You think a cz52 pin is weak? hah!

Either way, I meandered out to the local hardware store and picked up some 3/4" number 4x40 machine screws and a matching drill tap kit. At home I proceeded to drill a 3/32" hole in the firing pin cup, and cut threads into the new hole. Then I screwed the screw into it from behind, applied loctite liberally, and through a combo of grinding wheel, dremel, file, and sandpaper, I reproduced the old firing pin from the shaft of that screw.

Then came the strenuous dry fire / snap cap / expended shell impact test, all of which the new pin passed. You can almost not tell this new pin from the old one.

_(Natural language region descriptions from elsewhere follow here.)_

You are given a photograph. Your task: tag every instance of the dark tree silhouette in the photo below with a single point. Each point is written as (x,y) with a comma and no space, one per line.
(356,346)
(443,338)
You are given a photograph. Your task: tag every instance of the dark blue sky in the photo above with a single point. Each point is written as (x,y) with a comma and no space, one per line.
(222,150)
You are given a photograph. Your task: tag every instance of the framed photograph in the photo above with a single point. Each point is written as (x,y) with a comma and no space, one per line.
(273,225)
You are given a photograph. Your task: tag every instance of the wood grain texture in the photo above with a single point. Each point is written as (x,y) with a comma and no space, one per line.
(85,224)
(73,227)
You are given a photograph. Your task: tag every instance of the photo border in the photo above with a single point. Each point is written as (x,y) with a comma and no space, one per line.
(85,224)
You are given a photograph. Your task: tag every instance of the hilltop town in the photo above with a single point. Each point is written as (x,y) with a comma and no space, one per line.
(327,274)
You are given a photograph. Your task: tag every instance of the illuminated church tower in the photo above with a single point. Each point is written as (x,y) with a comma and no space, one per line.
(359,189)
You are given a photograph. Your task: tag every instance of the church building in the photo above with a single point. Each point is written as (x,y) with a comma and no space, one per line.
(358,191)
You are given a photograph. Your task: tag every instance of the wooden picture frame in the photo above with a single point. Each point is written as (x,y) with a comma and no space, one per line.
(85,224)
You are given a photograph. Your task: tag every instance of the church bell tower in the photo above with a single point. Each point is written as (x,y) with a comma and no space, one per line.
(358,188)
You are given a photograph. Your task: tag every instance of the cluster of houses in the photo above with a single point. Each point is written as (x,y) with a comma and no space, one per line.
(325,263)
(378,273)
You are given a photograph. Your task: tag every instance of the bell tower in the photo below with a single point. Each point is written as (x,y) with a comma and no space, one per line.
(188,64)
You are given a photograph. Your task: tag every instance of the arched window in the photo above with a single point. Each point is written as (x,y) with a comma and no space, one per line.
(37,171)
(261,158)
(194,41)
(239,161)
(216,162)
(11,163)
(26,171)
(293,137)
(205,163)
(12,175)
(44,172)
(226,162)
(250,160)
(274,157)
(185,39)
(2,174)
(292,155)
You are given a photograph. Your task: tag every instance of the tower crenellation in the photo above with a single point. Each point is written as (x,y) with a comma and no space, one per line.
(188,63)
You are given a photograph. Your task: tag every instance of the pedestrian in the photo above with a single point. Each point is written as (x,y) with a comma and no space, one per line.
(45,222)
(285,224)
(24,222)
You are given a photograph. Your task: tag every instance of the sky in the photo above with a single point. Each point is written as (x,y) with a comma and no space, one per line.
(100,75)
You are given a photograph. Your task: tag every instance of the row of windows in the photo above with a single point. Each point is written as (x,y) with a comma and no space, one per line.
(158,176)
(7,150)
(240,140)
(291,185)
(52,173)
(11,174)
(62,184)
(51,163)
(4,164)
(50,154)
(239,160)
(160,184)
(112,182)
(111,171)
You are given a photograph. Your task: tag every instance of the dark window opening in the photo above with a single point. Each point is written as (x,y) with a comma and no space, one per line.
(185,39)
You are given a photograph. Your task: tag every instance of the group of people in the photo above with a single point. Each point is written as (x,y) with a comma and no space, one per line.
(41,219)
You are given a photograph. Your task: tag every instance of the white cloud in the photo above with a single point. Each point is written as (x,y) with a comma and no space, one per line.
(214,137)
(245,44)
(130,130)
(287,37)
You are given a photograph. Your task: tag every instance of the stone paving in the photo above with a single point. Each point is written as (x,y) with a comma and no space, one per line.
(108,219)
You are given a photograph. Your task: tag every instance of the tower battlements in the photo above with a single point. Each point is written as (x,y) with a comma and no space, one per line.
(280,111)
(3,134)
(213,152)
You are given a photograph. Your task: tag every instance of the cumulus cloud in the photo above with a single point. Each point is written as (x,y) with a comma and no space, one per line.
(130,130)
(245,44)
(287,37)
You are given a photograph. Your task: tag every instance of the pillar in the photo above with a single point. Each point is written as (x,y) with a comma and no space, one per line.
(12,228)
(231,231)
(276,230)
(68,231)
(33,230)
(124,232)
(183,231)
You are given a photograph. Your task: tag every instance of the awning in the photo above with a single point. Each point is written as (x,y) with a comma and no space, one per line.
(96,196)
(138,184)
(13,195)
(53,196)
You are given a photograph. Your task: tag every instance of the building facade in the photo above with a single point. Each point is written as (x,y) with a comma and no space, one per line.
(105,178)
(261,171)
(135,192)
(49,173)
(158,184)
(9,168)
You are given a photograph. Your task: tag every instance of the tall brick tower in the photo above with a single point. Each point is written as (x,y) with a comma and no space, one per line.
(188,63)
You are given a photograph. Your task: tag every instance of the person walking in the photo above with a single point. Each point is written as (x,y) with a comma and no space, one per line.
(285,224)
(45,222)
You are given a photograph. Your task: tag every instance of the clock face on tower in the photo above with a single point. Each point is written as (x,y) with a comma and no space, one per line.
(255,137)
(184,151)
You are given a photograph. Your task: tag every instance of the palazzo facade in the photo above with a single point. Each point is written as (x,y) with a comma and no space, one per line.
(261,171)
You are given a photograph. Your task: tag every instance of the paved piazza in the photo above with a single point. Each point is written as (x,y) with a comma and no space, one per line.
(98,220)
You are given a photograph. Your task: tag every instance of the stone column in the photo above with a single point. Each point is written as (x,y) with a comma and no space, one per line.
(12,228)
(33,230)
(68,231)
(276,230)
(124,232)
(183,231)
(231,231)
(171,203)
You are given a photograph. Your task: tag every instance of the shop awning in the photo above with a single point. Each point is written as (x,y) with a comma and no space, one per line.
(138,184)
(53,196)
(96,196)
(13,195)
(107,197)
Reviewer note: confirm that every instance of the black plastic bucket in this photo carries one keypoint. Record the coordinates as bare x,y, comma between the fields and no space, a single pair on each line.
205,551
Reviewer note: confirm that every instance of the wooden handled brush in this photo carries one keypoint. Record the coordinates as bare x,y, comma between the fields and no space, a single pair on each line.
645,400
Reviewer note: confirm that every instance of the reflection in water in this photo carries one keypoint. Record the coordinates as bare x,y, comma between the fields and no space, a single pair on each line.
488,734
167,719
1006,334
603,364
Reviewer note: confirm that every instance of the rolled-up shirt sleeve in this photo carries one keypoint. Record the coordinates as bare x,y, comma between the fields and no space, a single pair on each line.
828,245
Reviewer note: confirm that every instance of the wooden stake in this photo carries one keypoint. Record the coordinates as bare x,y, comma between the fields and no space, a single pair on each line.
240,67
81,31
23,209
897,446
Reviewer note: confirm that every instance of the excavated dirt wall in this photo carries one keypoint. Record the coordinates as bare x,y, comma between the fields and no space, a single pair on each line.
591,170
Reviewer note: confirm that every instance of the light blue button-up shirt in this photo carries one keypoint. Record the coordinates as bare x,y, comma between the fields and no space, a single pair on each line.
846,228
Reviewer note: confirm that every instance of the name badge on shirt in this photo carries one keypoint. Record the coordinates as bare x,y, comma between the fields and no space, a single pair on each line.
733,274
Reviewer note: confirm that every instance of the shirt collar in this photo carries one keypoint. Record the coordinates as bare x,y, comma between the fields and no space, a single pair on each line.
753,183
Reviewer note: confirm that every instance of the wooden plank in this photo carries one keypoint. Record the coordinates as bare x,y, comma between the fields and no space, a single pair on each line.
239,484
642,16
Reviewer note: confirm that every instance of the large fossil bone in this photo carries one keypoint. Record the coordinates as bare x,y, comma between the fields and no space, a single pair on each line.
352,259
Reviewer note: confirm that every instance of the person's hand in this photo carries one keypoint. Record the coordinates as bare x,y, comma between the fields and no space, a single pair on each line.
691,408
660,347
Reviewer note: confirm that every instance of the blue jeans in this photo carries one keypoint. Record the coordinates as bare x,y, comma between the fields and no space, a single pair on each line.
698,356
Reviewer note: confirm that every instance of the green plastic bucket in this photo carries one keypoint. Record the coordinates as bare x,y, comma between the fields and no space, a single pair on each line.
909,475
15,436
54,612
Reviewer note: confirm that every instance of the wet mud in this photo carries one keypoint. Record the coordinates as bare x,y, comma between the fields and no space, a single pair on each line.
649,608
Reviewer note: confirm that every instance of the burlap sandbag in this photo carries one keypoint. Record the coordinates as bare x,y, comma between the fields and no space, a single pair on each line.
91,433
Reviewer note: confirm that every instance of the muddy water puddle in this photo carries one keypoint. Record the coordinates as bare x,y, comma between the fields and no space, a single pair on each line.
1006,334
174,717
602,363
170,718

The next day was the range. Unfortunately I had a limited supply of .32 auto rounds left over for the gun, due to the inoperable condition it had been in, but I fired first two rounds, slow fire, both impacted the target at 15 yards within 1/4" of each other high and to the right. (let me remind you of the horrible crappiness with which i shoot pistols)
Then I went ahead and shot the rest of the 30 or so rounds in the box.

Let me tell you, how dreamily this thing functioned.
Other than the fact that I shot all these into a 4" circle at 15 yards,
It was like shooting a feathergun.

I pulled the wonderfully light trigger that had no creep and a short pull,
after this I had plenty of time to feel the firing pin slide into the back of the shell, igniting the primer. This set off the rapid burn of the powder, projecting the round down the sharply rifled barrel. As the pressure dropped I felt the brass let go of the chamber walls and the slide slowly slid back along the rails of the frame, at the end of its travel, the firing pin reached its full displacement and the slide continued, shoving the pin hard into the primer once again and levering it quickly over the extractor claw and out into the cool and calm beyond. Shortly thereafter the slide began its journey back to the breech face, stripping off cleanly, another round from the waiting mag, and jamming it into the chamber as the extractor locked over the rim of the cartridge.
And as the pin waited again to release a little more entropy, there smoldered a hole not far from the center of the paper 15 yards beyond.

That thing shot like a dream. Compared to my daily ingestion of super hot surplus 7.62x25, which is more like a:
"pull click, what the hell just happened where did the bullet go?"

I recommend the pistol to anyone as a plinker. It was fantastically fun to shoot, and had the recoil of an airsoft.
 
Couldn't find one. The ones I could find were expensive and the same brittle steel that broke to begin with. Ya' know. the usual.
That and I figured the old one couldn't have gotten any more broken than it was, so I might as well have given it a shot.
 
Just FYI, the firing pin for the old Colt .25 is the same; Gun Parts lists them both (PN 491180) at $21.40.

Those firing pins are not that brittle but those pistols (the Colt included) should NOT be dry fired. Most gunsmiths who make them out of drill rod draw the nose a bit to soften it and make it less brittle.

BTW, Funderb, congratulations for realizing that the firing pin is also the ejector and making the pin long enough. I have seen a dozen or so made by both amateurs and gunsmiths that were not, and the guns were brought in because they wouldn't eject.